11 Jul What is the importance of an exit interview?
Whether you have recently resigned, or you’re simply coming to the end of your job contract, leaving a workplace comes with a few formalities you should be aware of.
One of those is often the exit interview. And while you may not be interested in talking too much about your looming last day of work, there are several reasons why the exit interview is important.
Lets You Offer Feedback
In the unfortunate event that you’re leaving your job because things weren’t going well for you, the exit interview is the perfect place to air that out and make sure your voice is heard.
Perhaps you were unhappy with the way the company treated their employees, felt certain expectations were unreasonable or unfair, or didn’t feel like a valued employee. Or, it’s that you didn’t think there was potential for you to advance in the job and challenge yourself.
Whatever these feelings are, offering them to your manager or boss in the form of constructive criticism during the exit interview is an important step for both parties in moving forward.
Lets You Learn For Your Next Job
Just like there may be some things that you were unhappy with in the workplace and can offer to your employer, they may have some feedback to offer to you as well.
The exit interview is not a time for you to be chastised, but it is a time for the employer to offer you some insight into:
- the things you are good at
- the things that you could improve upon
- potential areas of strengths and weaknesses that the employer has observed
Treat the interaction as a chance to learn how you can be better and enter into your new job with these new insights.
Lets You Offer Ideas
In many cases, employees are not leaving jobs on bad terms.

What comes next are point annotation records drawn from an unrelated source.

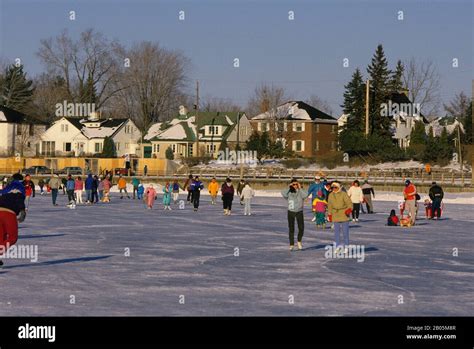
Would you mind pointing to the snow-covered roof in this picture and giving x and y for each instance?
(106, 128)
(294, 110)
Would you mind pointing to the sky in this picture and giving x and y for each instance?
(304, 56)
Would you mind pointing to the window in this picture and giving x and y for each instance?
(298, 146)
(66, 146)
(298, 127)
(211, 148)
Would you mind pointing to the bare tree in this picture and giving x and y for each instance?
(90, 60)
(151, 88)
(458, 106)
(422, 80)
(266, 97)
(218, 104)
(320, 104)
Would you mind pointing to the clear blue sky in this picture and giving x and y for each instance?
(304, 56)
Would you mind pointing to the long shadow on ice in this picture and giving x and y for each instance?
(59, 261)
(39, 236)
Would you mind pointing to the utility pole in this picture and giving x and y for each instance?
(460, 149)
(197, 118)
(367, 95)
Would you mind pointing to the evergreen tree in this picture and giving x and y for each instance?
(108, 150)
(379, 76)
(16, 89)
(354, 102)
(396, 83)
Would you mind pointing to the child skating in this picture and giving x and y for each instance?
(246, 197)
(167, 189)
(150, 196)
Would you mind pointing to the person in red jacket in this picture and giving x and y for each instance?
(29, 190)
(410, 194)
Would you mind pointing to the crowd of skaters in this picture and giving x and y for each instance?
(331, 202)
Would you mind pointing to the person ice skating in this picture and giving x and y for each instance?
(140, 192)
(106, 186)
(122, 185)
(340, 208)
(12, 204)
(246, 197)
(88, 186)
(436, 195)
(314, 188)
(196, 187)
(319, 209)
(54, 184)
(167, 189)
(29, 190)
(95, 187)
(368, 192)
(240, 187)
(227, 191)
(213, 189)
(78, 189)
(41, 184)
(295, 195)
(100, 189)
(150, 196)
(135, 184)
(70, 186)
(357, 197)
(187, 186)
(393, 220)
(175, 188)
(410, 194)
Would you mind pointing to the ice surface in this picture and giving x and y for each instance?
(181, 252)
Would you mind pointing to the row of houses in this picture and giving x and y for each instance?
(300, 127)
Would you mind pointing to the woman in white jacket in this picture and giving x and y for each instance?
(246, 196)
(357, 197)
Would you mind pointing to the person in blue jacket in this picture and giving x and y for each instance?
(88, 187)
(196, 187)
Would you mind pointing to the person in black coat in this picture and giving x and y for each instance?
(436, 195)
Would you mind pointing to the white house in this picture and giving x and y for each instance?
(214, 128)
(19, 133)
(82, 137)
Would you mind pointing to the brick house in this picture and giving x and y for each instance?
(305, 130)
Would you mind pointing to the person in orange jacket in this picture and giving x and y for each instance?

Perhaps you got a better job offer somewhere else that offers a better pay rate. Perhaps you are moving or taking a different career path, or maybe you were offered a job in another business that allows you to advance your career.
Whatever the case, use the exit interview as a chance to offer ideas to the current company on how they can improve and be better, or what they may have been able to offer you to entice you to stay.
Employers are very eager to learn about what they need to do when it comes to employee retention, so offering ideas in this area is also a key way to make sure you leave the current job on good terms.
Although it might sound like an unpleasant task to perform before you leave your job, try to change your perspective and treat it as a chance to improve your skills in both receiving and giving constructive criticism.